Multi-threading in Rpc Calls

Hi guys -

I said that before - but it’s worth repeating it - congrats on creating and maintaining such an easy-to-use framework.

I am trying to understand and/or get feedback from people with experience on the following: what could be the problem processing an incoming request over RPC with a multi-threaded approach? In my specific case, the situation becomes even murkier as I don’t need to recover the responses - it gets written to a database.

For illustration purposes, the situation would be something like

from nameko.rpc import rpc, RpcProxy

class ServiceY:
    name = "service_y"
    def do_something_mp(self,):
        # do something multi threaded/processed
        # write results to the db
        return True

class ServiceX:
    name = "service_x"
    y = RpcProxy("service_y")
    def do_something(self, value):
        return True

Can someone shed some light on what happens to requests that are never “recovered” (just doing call_async without actually looking for the result())? My understanding is that it shouldn’t be a problem and RabbitMq will manage.

More generally, I am having a hard time understanding what will happen from a thread perspective. I know that the ServiceY will spawn a new worker having its own thread but it feels like (well I kinda saw it) there is a risk for a fork bomb…

Can someone share some insights/ideas on how to investigate this situation?

Thanks in advance,


Hi Colin,

call_async is intended to let your service method carry on with something else while you wait for a result, rather than blocking. It sounds like you don’t really need RPC. If you’ve got no reason to return something to the caller, you could use an event or a simple message to carry your payload.

That said, if you do use call_async and never recover the result, everything will be fine. The calling service will receive the result, but you’re not obliged to consume it. There’s no difference over the wire from a blocking call.

Re: threading. Nameko runs every worker (i.e. service method execution) in its own Eventlet greenthread. You probably don’t want to have that greenthread spawn a whole bunch of Python threads, or even manage something with multiprocessing. It’d probably work, but it’s a bit messy.

I would generally prefer to use Nameko’s concurrency “natively” – that is, spawn a whole bunch more messages or RPC calls, one to handle each concurrent thing. If you need more than one CPU processing concurrently (i.e. the multiprocessing case) then just spin up more service instances.

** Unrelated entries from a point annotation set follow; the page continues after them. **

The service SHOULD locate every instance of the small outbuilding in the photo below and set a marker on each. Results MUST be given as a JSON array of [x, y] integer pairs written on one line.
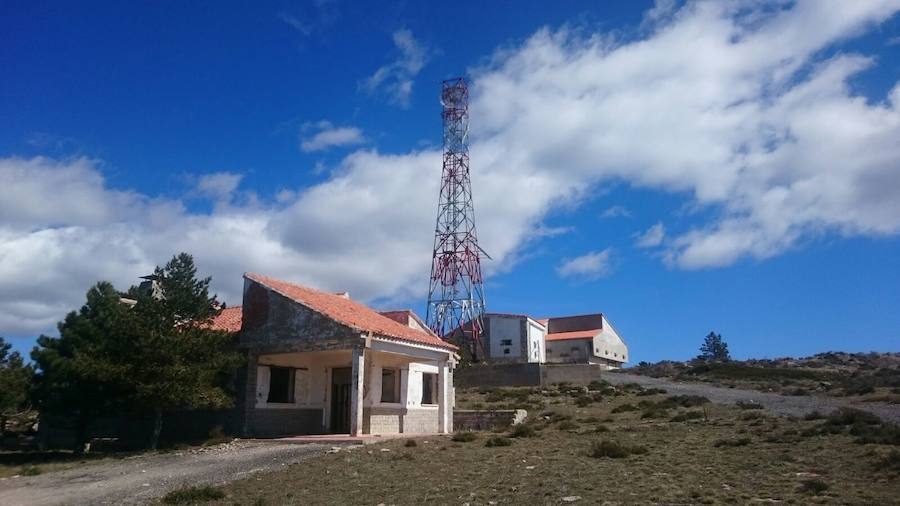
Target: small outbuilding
[[322, 363]]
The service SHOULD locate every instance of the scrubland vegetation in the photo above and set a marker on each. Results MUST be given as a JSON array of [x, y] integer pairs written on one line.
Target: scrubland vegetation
[[610, 445]]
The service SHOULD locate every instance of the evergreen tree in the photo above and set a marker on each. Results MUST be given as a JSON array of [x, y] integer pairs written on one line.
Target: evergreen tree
[[15, 381], [714, 349], [85, 371], [156, 356], [183, 363]]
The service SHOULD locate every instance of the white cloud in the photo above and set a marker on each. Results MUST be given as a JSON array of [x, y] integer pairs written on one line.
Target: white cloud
[[397, 77], [330, 136], [593, 265], [616, 212], [219, 186], [651, 237], [729, 106]]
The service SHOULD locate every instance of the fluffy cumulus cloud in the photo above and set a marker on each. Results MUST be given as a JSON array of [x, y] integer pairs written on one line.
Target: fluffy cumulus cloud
[[324, 136], [651, 237], [593, 265], [731, 104], [396, 78]]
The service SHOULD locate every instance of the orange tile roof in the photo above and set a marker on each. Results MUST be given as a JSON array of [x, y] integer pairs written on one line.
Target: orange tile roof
[[228, 320], [577, 334], [348, 312]]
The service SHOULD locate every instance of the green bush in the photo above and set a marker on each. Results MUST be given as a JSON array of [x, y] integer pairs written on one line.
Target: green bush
[[614, 450], [814, 487], [690, 415], [464, 437], [193, 495], [498, 441], [744, 441]]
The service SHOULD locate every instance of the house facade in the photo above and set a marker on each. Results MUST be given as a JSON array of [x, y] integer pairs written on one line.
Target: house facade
[[320, 363]]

I find this pattern generally easier to understand and more observable, because every sub-thing is a worker execution in its own right. It should be noted that it’s less performant though, because you’re incurring the overhead of spawning a whole new worker.

Thanks for taking the time to answer Matt. As usual very clear and helpful.

you could use an event or a simple message to carry your payload >> Are there any benefits to that approach versus a standard RPC call? I haven’t read in details how the pub/sub will work but I would imagine that - the same way i would “clog the pipe” if I were to send thousands of async messages with no one to consume/service them - if my remote service is not doing its job properly, no one will acknowledge and respond to these events, right?

Regarding the overall architecture, I have simplified and now just delegate the processing of the incoming request to a library call that will be in charge of writing to the cache or db. That being said, it seems that with a high enough # of concurrent requests, I manage to kill the process in which ServiceY is running…
I’d be grateful if you could confirm the following is true:
new request is made to the service
→ new worker is spawned - working in its own/separate thread
→ dependencies get injected into the worker
→ in my case, dependency = instance of a class in charge of performing computations + writing to the DB, so all this happen in a thread safe environment as the worker is still waiting for this lib call to return
→ piling requests will wait in the RPC queue for some worker to die so the service can spawn new instances

I apologize if this is a dumb question, but I want to make sure I am digging in the right places to solve my problem.